Ich habe dieses Buch aus persönlichen Gründen ans Herz gelegt bekommen. Ich hatte zunächst die Befürchtung, dass es sich um ein melancholische Abschiedspamphlet vom Vater handelt, aber ganz und gar nicht! Ich finde, Geiger hat seinen Vater auf sehr einfühlsame Weise sehr erlebbar/spürbar für den Leser gemacht. Es ist nicht so, dass er seinen Vater vorführt, er kann dies nicht, er kann das nicht. Nein, er versucht (und teileweise gelingt ihm das auch) zu verstehen, warum der Vater so wird und lebt, wie er es im Verlauf seiner Krankheit eben tut.

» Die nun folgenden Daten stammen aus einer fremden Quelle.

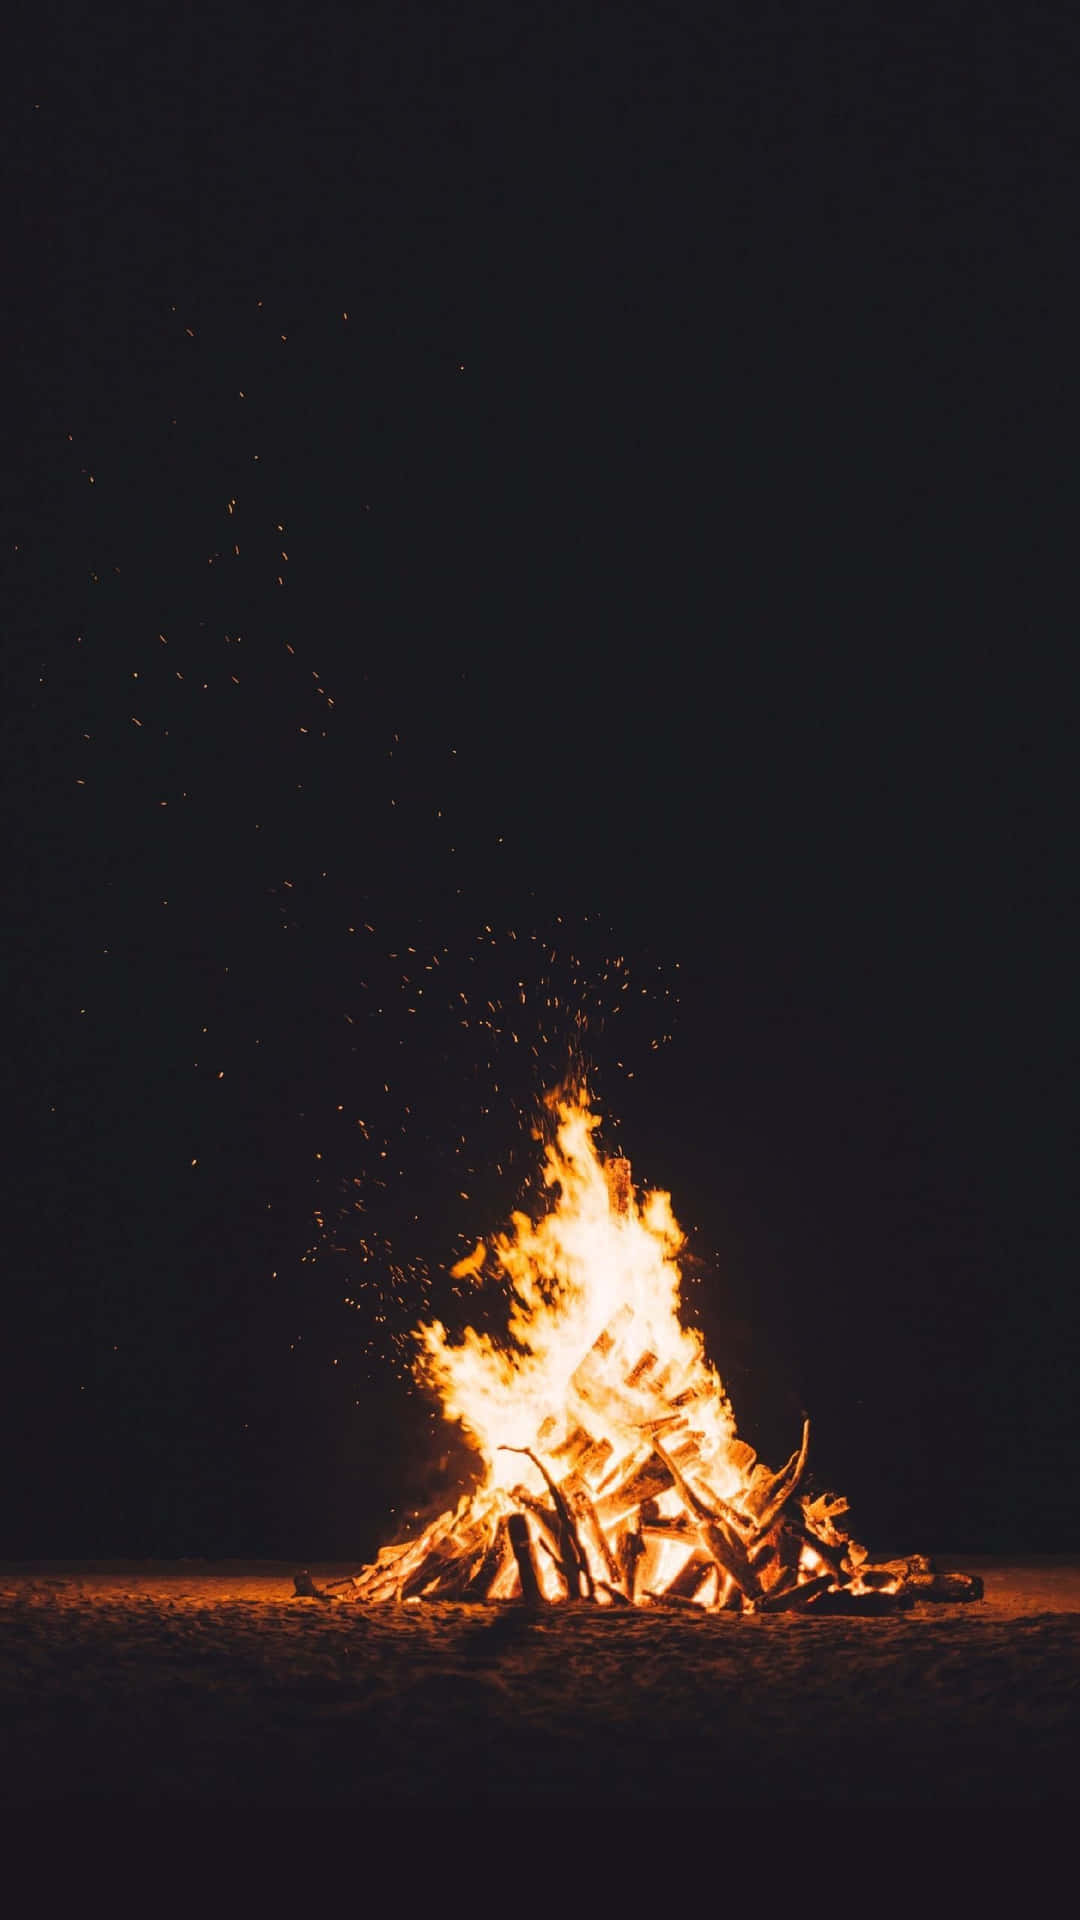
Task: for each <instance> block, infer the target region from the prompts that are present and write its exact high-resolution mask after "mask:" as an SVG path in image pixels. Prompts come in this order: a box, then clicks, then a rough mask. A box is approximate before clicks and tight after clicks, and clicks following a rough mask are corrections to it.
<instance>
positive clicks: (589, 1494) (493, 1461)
mask: <svg viewBox="0 0 1080 1920" xmlns="http://www.w3.org/2000/svg"><path fill="white" fill-rule="evenodd" d="M555 1112H557V1121H559V1125H557V1135H555V1142H553V1144H552V1146H550V1148H548V1165H546V1173H544V1179H546V1185H548V1188H555V1192H557V1198H555V1202H553V1206H552V1208H550V1210H548V1213H546V1215H544V1217H542V1219H540V1221H538V1223H532V1221H528V1219H527V1215H525V1213H517V1215H515V1217H513V1221H515V1233H513V1235H507V1236H503V1238H502V1240H500V1258H502V1261H503V1269H505V1273H507V1277H509V1283H511V1288H513V1319H511V1323H509V1331H511V1334H513V1340H511V1346H509V1350H505V1348H496V1346H494V1344H492V1342H490V1340H488V1338H486V1336H482V1338H480V1336H477V1334H469V1336H465V1340H463V1342H461V1344H454V1342H452V1340H450V1336H448V1334H446V1329H442V1327H440V1325H432V1327H423V1329H419V1336H421V1346H423V1354H425V1371H427V1377H429V1384H434V1386H438V1390H440V1392H442V1396H444V1405H446V1407H448V1409H450V1411H452V1415H454V1417H455V1419H461V1421H463V1425H465V1428H467V1432H469V1436H471V1438H473V1440H475V1444H477V1448H479V1452H480V1455H482V1461H484V1467H486V1480H484V1486H482V1490H480V1492H479V1494H477V1496H473V1498H465V1500H461V1501H459V1505H457V1507H455V1509H454V1511H452V1513H444V1515H440V1517H438V1521H432V1524H430V1526H427V1528H425V1532H423V1534H421V1536H419V1540H411V1542H405V1544H402V1546H398V1548H392V1549H382V1551H380V1553H379V1557H377V1561H375V1565H373V1567H367V1569H363V1572H361V1574H357V1576H356V1578H354V1582H352V1592H354V1594H356V1597H357V1599H363V1601H365V1603H369V1601H371V1603H382V1601H417V1599H423V1601H440V1599H465V1601H477V1599H492V1601H502V1599H513V1597H517V1596H521V1597H523V1599H525V1603H527V1605H538V1603H540V1601H542V1599H544V1597H546V1596H548V1597H550V1599H559V1597H563V1594H565V1597H567V1599H571V1601H578V1599H582V1597H588V1599H594V1601H600V1603H601V1605H630V1603H644V1601H650V1599H653V1601H655V1603H659V1605H673V1607H686V1605H692V1607H696V1609H713V1611H719V1609H734V1611H742V1609H744V1607H746V1609H749V1611H761V1613H786V1611H805V1613H807V1617H811V1615H817V1613H822V1615H824V1613H830V1611H832V1613H842V1611H871V1613H872V1611H890V1609H892V1607H894V1605H907V1603H911V1597H926V1599H970V1597H976V1594H980V1592H982V1586H980V1582H978V1580H974V1578H972V1576H965V1574H938V1572H936V1569H934V1567H932V1565H930V1563H915V1561H907V1563H899V1565H894V1563H886V1565H882V1567H872V1565H869V1555H867V1551H865V1548H861V1546H857V1542H853V1540H851V1538H849V1534H847V1528H846V1526H842V1524H840V1515H842V1513H844V1511H846V1501H844V1500H838V1498H836V1496H830V1494H822V1496H819V1498H815V1500H807V1496H805V1494H803V1492H801V1486H803V1475H805V1465H807V1450H809V1421H803V1430H801V1440H799V1446H798V1448H796V1452H794V1453H792V1457H790V1459H788V1461H786V1463H784V1467H782V1469H780V1471H778V1473H773V1471H769V1467H765V1465H763V1463H761V1461H759V1459H757V1453H755V1452H753V1448H749V1446H748V1444H746V1442H744V1440H738V1438H736V1436H734V1423H732V1415H730V1405H728V1404H726V1398H724V1392H723V1386H721V1382H719V1379H717V1375H715V1373H713V1369H711V1365H709V1363H707V1359H705V1354H703V1348H701V1342H700V1338H698V1334H694V1332H692V1331H690V1329H686V1327H682V1325H680V1321H678V1286H680V1275H678V1265H676V1254H678V1246H680V1229H678V1225H676V1221H675V1217H673V1213H671V1204H669V1200H667V1194H646V1196H640V1194H638V1192H636V1190H634V1185H632V1179H630V1167H628V1162H603V1160H600V1156H598V1154H596V1146H594V1142H592V1133H594V1129H596V1119H594V1116H592V1114H590V1112H588V1108H586V1104H584V1098H582V1096H577V1098H569V1096H565V1098H561V1100H559V1102H557V1108H555ZM486 1244H488V1242H480V1248H482V1246H486ZM601 1300H603V1308H600V1302H601ZM611 1306H615V1308H617V1309H615V1311H611ZM601 1321H603V1327H601V1331H600V1334H596V1338H592V1344H588V1340H590V1332H584V1331H578V1336H577V1340H575V1329H590V1331H592V1329H596V1327H598V1325H600V1323H601ZM582 1348H584V1352H582ZM517 1386H521V1396H517ZM507 1394H509V1400H507ZM507 1405H513V1425H515V1427H517V1428H519V1432H517V1434H515V1438H525V1440H530V1444H528V1446H509V1444H507V1442H505V1440H503V1434H505V1432H507V1427H505V1417H507ZM530 1409H534V1419H532V1425H527V1427H525V1430H521V1423H523V1421H527V1419H528V1415H530ZM507 1453H519V1455H525V1457H527V1459H528V1461H532V1467H534V1469H536V1473H538V1475H540V1478H542V1482H544V1488H546V1492H540V1488H538V1486H536V1488H532V1486H528V1484H525V1486H521V1484H519V1486H515V1484H513V1473H511V1469H509V1463H507V1461H505V1457H503V1455H507ZM717 1488H723V1490H724V1498H721V1496H719V1492H717Z"/></svg>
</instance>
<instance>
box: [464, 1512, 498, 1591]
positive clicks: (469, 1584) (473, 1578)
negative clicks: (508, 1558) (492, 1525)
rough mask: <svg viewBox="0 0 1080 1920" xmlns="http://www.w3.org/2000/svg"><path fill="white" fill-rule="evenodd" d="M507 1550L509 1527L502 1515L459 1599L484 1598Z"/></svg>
mask: <svg viewBox="0 0 1080 1920" xmlns="http://www.w3.org/2000/svg"><path fill="white" fill-rule="evenodd" d="M507 1551H509V1528H507V1517H505V1515H503V1517H502V1519H500V1521H498V1523H496V1530H494V1534H492V1542H490V1546H486V1548H484V1551H482V1555H480V1561H479V1565H477V1571H475V1572H473V1576H471V1580H469V1584H467V1588H465V1592H463V1594H461V1599H486V1597H488V1594H490V1590H492V1586H494V1582H496V1576H498V1572H500V1571H502V1567H503V1563H505V1557H507Z"/></svg>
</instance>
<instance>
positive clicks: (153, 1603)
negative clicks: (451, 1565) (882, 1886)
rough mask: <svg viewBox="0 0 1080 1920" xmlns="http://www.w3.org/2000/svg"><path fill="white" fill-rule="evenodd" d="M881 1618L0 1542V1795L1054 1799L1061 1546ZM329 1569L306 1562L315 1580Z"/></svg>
mask: <svg viewBox="0 0 1080 1920" xmlns="http://www.w3.org/2000/svg"><path fill="white" fill-rule="evenodd" d="M938 1565H942V1567H949V1565H951V1567H963V1569H967V1571H976V1572H982V1576H984V1580H986V1599H984V1601H982V1603H978V1605H969V1607H934V1605H919V1607H915V1609H913V1611H911V1613H903V1615H897V1617H894V1619H888V1620H872V1619H851V1620H799V1619H794V1617H784V1615H778V1617H773V1619H746V1620H740V1619H734V1617H730V1615H721V1617H707V1615H701V1617H694V1615H684V1613H659V1611H648V1613H646V1611H640V1613H632V1615H630V1613H619V1611H598V1609H584V1607H580V1609H550V1611H546V1613H542V1615H540V1617H528V1615H525V1613H523V1609H519V1607H461V1605H440V1607H398V1609H361V1607H357V1605H356V1603H350V1601H334V1603H331V1605H325V1603H319V1601H315V1599H307V1601H304V1599H294V1597H292V1572H294V1569H292V1567H271V1565H250V1563H248V1565H240V1563H225V1565H206V1563H190V1565H188V1563H169V1565H163V1563H158V1565H150V1563H140V1565H133V1563H129V1565H98V1567H88V1565H71V1563H50V1565H44V1563H42V1565H37V1567H15V1565H6V1567H0V1801H2V1803H4V1805H8V1807H15V1805H40V1803H71V1801H123V1803H127V1805H161V1803H173V1801H184V1803H194V1805H265V1807H294V1805H350V1807H357V1805H359V1807H396V1805H419V1807H477V1805H498V1807H530V1805H552V1807H573V1805H586V1807H615V1805H623V1807H636V1805H642V1807H644V1805H661V1807H663V1805H676V1803H688V1805H692V1807H711V1805H719V1803H734V1805H753V1803H807V1805H920V1807H928V1805H938V1803H955V1805H963V1803H967V1805H1024V1803H1026V1805H1030V1803H1040V1801H1074V1799H1078V1797H1080V1791H1078V1789H1080V1561H1049V1559H1043V1561H1024V1563H1019V1561H1013V1563H1003V1561H970V1559H965V1561H961V1559H953V1561H949V1559H940V1561H938ZM348 1571H350V1569H332V1567H313V1569H311V1572H313V1576H315V1580H317V1582H319V1584H323V1582H325V1580H331V1578H334V1576H340V1574H344V1572H348Z"/></svg>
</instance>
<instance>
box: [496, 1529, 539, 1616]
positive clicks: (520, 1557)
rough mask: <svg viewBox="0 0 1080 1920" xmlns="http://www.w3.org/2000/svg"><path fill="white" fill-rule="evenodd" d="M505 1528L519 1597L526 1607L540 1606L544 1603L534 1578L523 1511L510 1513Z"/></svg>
mask: <svg viewBox="0 0 1080 1920" xmlns="http://www.w3.org/2000/svg"><path fill="white" fill-rule="evenodd" d="M505 1530H507V1534H509V1544H511V1548H513V1557H515V1561H517V1576H519V1580H521V1597H523V1601H525V1605H527V1607H540V1605H542V1603H544V1594H542V1592H540V1580H538V1578H536V1563H534V1559H532V1542H530V1538H528V1521H527V1519H525V1513H511V1515H509V1519H507V1523H505Z"/></svg>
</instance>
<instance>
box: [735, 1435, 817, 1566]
mask: <svg viewBox="0 0 1080 1920" xmlns="http://www.w3.org/2000/svg"><path fill="white" fill-rule="evenodd" d="M807 1450H809V1421H803V1438H801V1446H799V1450H798V1452H796V1453H792V1459H790V1461H788V1465H786V1467H782V1471H780V1473H778V1475H776V1476H774V1480H773V1482H771V1484H769V1486H767V1488H763V1498H761V1496H759V1498H757V1500H753V1501H749V1505H751V1509H753V1517H755V1526H757V1536H759V1538H761V1536H765V1534H767V1532H769V1528H771V1526H773V1523H774V1521H776V1519H778V1515H780V1513H782V1511H784V1507H786V1505H788V1500H790V1498H792V1494H794V1492H796V1490H798V1484H799V1480H801V1476H803V1473H805V1465H807Z"/></svg>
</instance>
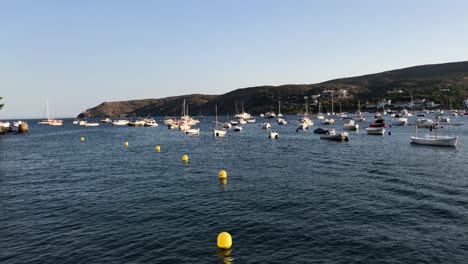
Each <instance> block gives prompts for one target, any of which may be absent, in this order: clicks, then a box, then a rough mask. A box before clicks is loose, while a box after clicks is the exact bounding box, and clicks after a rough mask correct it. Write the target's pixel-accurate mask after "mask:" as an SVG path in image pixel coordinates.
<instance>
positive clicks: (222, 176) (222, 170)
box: [218, 170, 227, 179]
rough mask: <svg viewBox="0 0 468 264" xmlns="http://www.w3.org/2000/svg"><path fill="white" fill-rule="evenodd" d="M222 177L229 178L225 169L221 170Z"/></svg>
mask: <svg viewBox="0 0 468 264" xmlns="http://www.w3.org/2000/svg"><path fill="white" fill-rule="evenodd" d="M218 176H219V178H220V179H226V178H227V172H226V171H225V170H220V171H219V174H218Z"/></svg>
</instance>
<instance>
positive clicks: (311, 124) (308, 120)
mask: <svg viewBox="0 0 468 264" xmlns="http://www.w3.org/2000/svg"><path fill="white" fill-rule="evenodd" d="M304 98H305V100H306V101H305V112H304V114H303V115H302V117H301V118H300V119H299V122H300V124H299V126H298V129H302V130H303V129H304V128H307V127H308V126H313V125H314V122H312V120H311V119H310V118H309V100H308V97H307V96H305V97H304Z"/></svg>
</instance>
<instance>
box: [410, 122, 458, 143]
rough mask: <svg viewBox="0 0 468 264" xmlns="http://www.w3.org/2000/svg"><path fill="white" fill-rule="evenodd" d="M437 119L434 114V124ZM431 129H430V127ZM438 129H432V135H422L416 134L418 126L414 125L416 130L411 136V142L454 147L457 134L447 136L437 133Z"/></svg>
mask: <svg viewBox="0 0 468 264" xmlns="http://www.w3.org/2000/svg"><path fill="white" fill-rule="evenodd" d="M438 121H439V115H438V114H436V124H437V123H438ZM431 130H432V129H431ZM438 130H439V129H434V131H435V132H434V135H425V136H424V137H419V136H418V126H416V132H415V135H414V136H411V143H413V144H418V145H429V146H450V147H456V146H457V143H458V135H455V136H447V135H443V136H442V135H438Z"/></svg>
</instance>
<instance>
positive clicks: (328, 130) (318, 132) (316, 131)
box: [314, 127, 335, 134]
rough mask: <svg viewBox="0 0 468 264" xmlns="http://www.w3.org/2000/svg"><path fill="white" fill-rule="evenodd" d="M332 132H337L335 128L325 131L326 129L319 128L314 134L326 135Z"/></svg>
mask: <svg viewBox="0 0 468 264" xmlns="http://www.w3.org/2000/svg"><path fill="white" fill-rule="evenodd" d="M332 130H335V129H334V128H329V129H325V128H321V127H319V128H317V129H315V130H314V133H315V134H326V133H328V132H330V131H332Z"/></svg>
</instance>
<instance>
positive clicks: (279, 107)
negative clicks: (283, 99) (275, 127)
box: [276, 100, 288, 125]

Meiner Meinung nach ein gelungenes und unaufgeregtes Buch über eine Krankheit, die mit dem Älterwerden der Gesellschaft immer häufiger auftreten wird, und auf die sich so manch ein Angehöriger vielleicht besser einstellen kann, wenn er dieses Buch liest. Obwohl, die krankheit steht gar nicht so im Vordergrund, vielmehr der Vater. Vielleicht ist auch das der Schlüssel. Auch wenn sich der Mensch unweigerlich verändert, er bleibt doch immer noch ein Mensch, nicht nur ein Kranker.